13 (Anderen Studenten sagte er das Gleiche.) Er zahlte Schwartz' gesamte Studiengebühren für die nächsten zwei Jahre, heimlich, damit der junge Mann sich ihm nicht verpflichtet fühlte. Aber der Genosse Stalin wusste vermutlich Bescheid. Vermutlich lächelte der Genosse Stalin triumphierend, als er sah, dass Schostakowitsch Gestalten mit deutschen Namen finanzierte…
    Die Menschen bekamen es langsam satt, Chrennikows »Lied der Artilleristen« zu pfeifen. Schostakowitschs altes »Lied vom Gegenplan« erlebte ein Comeback. Nina erzählte ihm, erst in der vergangenen Woche habe sie es in der Nähe des Bahnhofs von einem beinamputierten Veteranen gehört.
    Er wurde streng mit Nina, und sie zog die Vorhänge zu.
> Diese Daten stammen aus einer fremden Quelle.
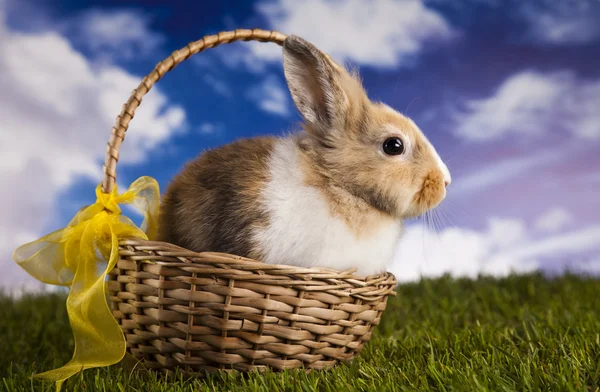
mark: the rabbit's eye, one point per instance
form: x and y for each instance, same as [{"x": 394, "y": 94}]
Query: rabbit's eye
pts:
[{"x": 393, "y": 146}]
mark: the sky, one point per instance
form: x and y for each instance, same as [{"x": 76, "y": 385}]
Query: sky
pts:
[{"x": 507, "y": 91}]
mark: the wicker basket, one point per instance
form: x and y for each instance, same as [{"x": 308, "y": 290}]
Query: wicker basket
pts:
[{"x": 212, "y": 311}]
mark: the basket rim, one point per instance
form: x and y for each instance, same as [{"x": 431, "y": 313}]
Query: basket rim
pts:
[{"x": 191, "y": 257}]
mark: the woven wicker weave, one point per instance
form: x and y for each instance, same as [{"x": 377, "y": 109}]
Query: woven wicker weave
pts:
[{"x": 214, "y": 311}]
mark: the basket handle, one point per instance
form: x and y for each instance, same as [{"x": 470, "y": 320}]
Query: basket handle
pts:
[{"x": 122, "y": 122}]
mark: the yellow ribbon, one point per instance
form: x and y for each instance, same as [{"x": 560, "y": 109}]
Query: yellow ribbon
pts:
[{"x": 80, "y": 256}]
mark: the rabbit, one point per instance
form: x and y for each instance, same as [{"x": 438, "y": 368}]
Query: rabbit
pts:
[{"x": 333, "y": 195}]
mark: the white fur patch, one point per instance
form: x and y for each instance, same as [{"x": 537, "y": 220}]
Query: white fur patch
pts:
[{"x": 302, "y": 231}]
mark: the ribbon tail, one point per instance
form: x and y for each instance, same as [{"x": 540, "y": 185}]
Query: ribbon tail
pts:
[{"x": 99, "y": 341}]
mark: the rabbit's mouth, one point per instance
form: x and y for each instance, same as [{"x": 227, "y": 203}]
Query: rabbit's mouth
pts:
[{"x": 431, "y": 194}]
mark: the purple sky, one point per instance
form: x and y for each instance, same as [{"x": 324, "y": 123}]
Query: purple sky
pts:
[{"x": 507, "y": 91}]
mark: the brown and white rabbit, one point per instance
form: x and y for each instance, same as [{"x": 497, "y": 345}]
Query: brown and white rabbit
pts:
[{"x": 332, "y": 195}]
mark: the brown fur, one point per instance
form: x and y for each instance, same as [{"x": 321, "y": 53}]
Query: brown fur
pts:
[{"x": 213, "y": 204}]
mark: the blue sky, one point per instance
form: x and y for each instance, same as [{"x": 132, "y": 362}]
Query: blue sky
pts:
[{"x": 507, "y": 91}]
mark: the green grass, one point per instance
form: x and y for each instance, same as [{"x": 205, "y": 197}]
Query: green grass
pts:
[{"x": 522, "y": 333}]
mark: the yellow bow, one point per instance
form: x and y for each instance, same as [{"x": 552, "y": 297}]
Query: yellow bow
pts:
[{"x": 81, "y": 255}]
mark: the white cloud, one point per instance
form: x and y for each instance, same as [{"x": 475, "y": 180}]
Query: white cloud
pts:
[
  {"x": 271, "y": 96},
  {"x": 554, "y": 219},
  {"x": 209, "y": 128},
  {"x": 562, "y": 23},
  {"x": 57, "y": 111},
  {"x": 384, "y": 33},
  {"x": 530, "y": 104},
  {"x": 502, "y": 171},
  {"x": 122, "y": 33},
  {"x": 504, "y": 247}
]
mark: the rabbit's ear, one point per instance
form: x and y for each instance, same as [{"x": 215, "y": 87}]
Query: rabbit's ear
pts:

In Petersburg, in dem Raum, wo Paul im Jahr 1801 von einer Clique Militärs ermordet wurde, hatte man die Vorhänge per Edikt über ein halbes Jahrhundert lang geschlossen gehalten. Die Gebete hielten sich ähnlich versteckt, unter den sternenbesetzten Kuppeln der Ismailowski-Kathedrale, und hinter den hohen Mauern des Smolnykonvents lernten hübsche junge Edelfrauen, wie man eine Dame wurde. Ach je, das war doch damals in den ersten Takten der Ouvertüre! Und Nina ging fort; so wie sie die Tür hinter sich zuschlug, wusste er, dass sie spät nach Hause kommen würde.
    Tags darauf schauten zwei Männer in glänzenden Schaftstiefeln herein, um ihm gute Ratschläge zu geben: Sie weisen dem Glück die Tür, Dimitri Dimitrijewitsch. Was könnte einen echten Kommunisten glücklicher machen, als sich zum Thema Lenin zu äußern? 
    Oder, da wir gerade dabei sind, zum Thema Stalin!, warf der Kleinere der beiden ein.
    Ja ja, Sie haben ganz recht, wie konnte ich das vergessen …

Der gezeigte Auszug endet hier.